A tentativa de se proibir a prática é objeto de investidas em duas frentes, uma judicial e outra legislativa. Ambas sustentam que só a proibição é capaz de dar fim ao sofrimento animal no transporte. Não parece o melhor caminho. É preciso que haja uma discussão aberta e responsável sobre o tema, que, seguramente, não se resolverá com uma canetada. 

Na via judicial, o Fórum Nacional de Proteção e Defesa Animal apresentou uma Ação Civil Pública contra a União com o objetivo de se vetar a prática. Em primeira instância, a 25ª Vara Cível Federal de São Paulo decidiu pela procedência do pedido e determinou a proibição da exportação de animais vivos sob o fundamento de que não estariam sendo adotadas medidas necessárias para a garantia da saúde e bem-estar dos animais. A proibição, se confirmada pelas instâncias superiores, terá eficácia para todo o território nacional. Atualmente o processo aguarda julgamento pelo Tribunal Regional Federal da 3ª Região.

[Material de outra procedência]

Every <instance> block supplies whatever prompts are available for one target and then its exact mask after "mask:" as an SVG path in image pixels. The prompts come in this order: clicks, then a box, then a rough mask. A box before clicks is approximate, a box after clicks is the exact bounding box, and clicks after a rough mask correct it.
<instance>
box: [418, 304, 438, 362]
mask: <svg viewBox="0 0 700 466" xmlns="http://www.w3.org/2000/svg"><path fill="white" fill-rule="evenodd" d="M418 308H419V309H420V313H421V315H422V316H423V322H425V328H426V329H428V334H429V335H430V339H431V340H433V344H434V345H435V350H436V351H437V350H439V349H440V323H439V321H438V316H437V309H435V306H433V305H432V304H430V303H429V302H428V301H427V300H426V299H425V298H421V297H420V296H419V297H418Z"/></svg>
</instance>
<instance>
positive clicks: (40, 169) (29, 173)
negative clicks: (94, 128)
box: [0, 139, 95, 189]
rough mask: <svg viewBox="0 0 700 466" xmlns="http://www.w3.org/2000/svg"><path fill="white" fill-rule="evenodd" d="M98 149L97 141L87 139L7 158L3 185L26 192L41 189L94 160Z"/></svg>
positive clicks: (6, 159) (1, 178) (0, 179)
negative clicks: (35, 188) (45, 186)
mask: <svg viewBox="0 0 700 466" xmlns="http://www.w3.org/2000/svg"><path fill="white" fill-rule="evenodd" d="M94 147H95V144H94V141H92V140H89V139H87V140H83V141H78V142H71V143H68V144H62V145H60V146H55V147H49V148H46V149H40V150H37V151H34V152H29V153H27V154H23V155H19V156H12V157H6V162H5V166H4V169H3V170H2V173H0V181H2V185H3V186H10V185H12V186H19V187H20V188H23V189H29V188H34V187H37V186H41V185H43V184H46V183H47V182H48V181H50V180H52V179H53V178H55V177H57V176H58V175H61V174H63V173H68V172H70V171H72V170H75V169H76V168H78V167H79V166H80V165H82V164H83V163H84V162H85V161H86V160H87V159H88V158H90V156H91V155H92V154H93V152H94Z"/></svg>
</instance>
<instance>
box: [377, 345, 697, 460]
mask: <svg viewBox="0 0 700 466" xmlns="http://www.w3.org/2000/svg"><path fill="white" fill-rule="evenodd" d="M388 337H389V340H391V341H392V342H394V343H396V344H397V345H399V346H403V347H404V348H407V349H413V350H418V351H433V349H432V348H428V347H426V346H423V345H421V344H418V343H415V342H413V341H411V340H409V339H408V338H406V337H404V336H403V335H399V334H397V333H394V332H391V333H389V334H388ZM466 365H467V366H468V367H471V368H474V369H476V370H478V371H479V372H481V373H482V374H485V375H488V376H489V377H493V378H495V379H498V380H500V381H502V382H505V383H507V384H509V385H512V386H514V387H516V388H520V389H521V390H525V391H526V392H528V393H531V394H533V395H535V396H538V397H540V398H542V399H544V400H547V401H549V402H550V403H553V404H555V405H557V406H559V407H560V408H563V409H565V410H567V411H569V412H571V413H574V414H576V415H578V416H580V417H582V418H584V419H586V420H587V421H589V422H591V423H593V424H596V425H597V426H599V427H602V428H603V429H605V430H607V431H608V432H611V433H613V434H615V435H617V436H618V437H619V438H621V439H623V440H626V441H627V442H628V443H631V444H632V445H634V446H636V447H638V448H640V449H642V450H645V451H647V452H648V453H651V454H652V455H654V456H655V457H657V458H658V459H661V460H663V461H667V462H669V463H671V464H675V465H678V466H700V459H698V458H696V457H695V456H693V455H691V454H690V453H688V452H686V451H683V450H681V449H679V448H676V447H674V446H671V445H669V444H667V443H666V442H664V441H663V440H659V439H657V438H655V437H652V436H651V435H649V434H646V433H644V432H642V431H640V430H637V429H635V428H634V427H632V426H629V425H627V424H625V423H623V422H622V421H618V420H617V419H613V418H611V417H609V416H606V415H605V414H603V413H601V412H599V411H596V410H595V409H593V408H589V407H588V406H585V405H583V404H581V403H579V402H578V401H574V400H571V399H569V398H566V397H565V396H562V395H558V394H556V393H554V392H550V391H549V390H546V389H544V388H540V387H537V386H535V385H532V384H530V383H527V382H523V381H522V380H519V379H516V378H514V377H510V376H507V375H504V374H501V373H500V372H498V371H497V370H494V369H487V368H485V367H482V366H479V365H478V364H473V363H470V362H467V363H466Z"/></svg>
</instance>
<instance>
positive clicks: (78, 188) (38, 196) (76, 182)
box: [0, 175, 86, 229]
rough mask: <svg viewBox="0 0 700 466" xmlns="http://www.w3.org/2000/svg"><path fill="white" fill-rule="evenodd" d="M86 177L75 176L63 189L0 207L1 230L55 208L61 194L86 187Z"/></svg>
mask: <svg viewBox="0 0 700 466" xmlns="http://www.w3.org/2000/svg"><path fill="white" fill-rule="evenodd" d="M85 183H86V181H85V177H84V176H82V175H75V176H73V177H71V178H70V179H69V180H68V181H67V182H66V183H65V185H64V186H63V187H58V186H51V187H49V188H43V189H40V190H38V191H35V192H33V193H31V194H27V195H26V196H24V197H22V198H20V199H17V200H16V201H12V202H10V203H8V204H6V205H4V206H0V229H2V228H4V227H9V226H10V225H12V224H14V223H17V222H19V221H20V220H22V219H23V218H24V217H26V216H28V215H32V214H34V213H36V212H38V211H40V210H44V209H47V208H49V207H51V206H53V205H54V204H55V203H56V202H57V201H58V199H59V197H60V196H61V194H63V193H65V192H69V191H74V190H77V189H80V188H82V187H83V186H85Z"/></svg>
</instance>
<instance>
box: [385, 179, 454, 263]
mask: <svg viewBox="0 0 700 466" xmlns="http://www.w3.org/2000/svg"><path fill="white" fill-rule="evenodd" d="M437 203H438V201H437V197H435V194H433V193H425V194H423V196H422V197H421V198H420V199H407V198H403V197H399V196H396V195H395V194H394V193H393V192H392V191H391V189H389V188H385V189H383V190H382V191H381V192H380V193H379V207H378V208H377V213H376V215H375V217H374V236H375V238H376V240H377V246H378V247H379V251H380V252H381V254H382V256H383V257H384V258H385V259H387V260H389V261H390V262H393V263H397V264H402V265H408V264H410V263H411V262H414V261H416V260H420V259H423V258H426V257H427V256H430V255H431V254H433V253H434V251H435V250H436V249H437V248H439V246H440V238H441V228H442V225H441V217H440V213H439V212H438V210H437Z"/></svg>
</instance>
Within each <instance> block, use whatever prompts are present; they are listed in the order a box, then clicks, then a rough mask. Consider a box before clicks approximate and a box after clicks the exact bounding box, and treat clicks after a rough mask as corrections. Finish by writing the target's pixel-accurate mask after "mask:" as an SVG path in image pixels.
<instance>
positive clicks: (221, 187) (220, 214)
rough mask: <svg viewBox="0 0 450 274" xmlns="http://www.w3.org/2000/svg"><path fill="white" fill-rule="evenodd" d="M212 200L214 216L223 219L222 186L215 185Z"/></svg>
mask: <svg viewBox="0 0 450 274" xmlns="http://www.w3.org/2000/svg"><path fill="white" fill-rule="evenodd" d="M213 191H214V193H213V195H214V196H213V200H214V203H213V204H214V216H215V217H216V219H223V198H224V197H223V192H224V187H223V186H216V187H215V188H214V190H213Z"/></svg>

Esta ação, porém, não merece prosperar na forma como foi proposta (e acolhida em primeiro grau). A discussão revela questões estruturais, uma vez que envolve algo enraizado na sociedade, que atinge a todos e possui efeitos permanentes. Não se trata, portanto, de algo pontual. A solução passa pelo debate entre todos os atores envolvidos e que não pode ser conduzido com a simplificação de um dualismo “autor x réu”, tampouco se limitar a resolver uma situação passada. A análise dos efeitos práticos da decisão deve contemplar todas as partes.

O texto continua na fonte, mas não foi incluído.